30 January 2014

the pleasure of reading her again

I am turning forty this year. It's a big number, weighed down with baggage and expectations. I wish I could say that I'm staring down this number with grace and a light heart. Turning thirty was not a problem for me (I say, in retrospect--am I rewriting history here? I don't think so, but I might). I still have plenty of time in my thirties--the perk of being an autumn baby.

But I didn't want to write about aging today, so let me steer this post around.

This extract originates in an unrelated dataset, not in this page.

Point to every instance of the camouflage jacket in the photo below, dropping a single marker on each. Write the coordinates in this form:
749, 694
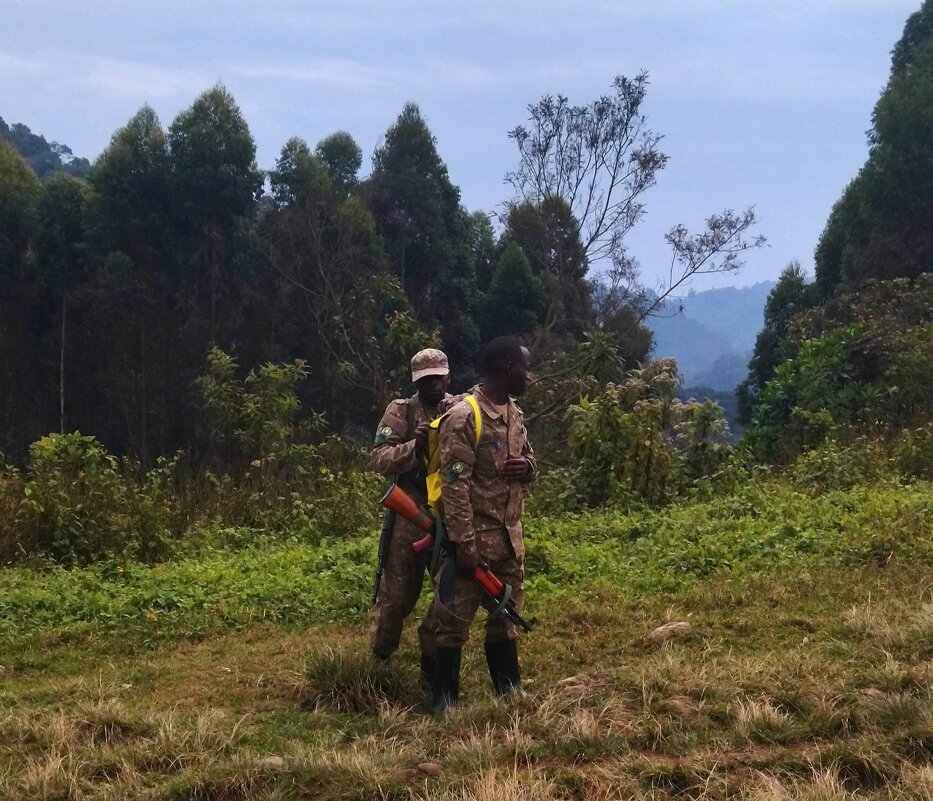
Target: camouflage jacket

It is fashionable amongst a certain set of people on social media to read only certain types of books in a year. A few years ago it was The Year of The Short Story (#YOSS). This year, I'm seeing a lot of The Year of the Woman (#ReadWomen2014) or The Year of People of Colour. I'm not one to jump on wagons of any sort, but I'm going to hitch my own this year--not exclusively, of course; I am a polyamorous reader.

But, staring down forty, I'd like to reread some books that were important to me earlier in my life. Steinbeck's East of Eden is the only novel I can think of that I've read as a teen and in my twenties. I'm going to reread it this year and will plan to read it in my forties as well.

I'm also going to reread Keith Maillard's Gloria. Gloria is a beloved book. I read it in my mid-twenties and it has stayed with my in a way very few novels have. I've said that it taught me how to be a woman, though I'm not quite sure that's true anymore. It at least shaped how I was a woman in my mid-twenties. I've been nervous to revisit it because I have elevated it so high in my mind and heart. But I am reading it again. I'm only about sixty pages in, but oh, it's so good to be back with Gloria. I'd forgotten a lot, but not everything, of course. Being with her is like being with an old friend. It all comes flooding back, and the past and present are richer because of it.

I'm a slow reader, so I'm not sure if there will be more books I will reread this year (both Gloria and East of Eden are long. There aren't that many that I can remember reading in my twenties that have really stuck with me, though as I write this, I few are popping in my head. But no grand pronouncements, no hashtags needed. Just the pleasure of revisiting a good friend.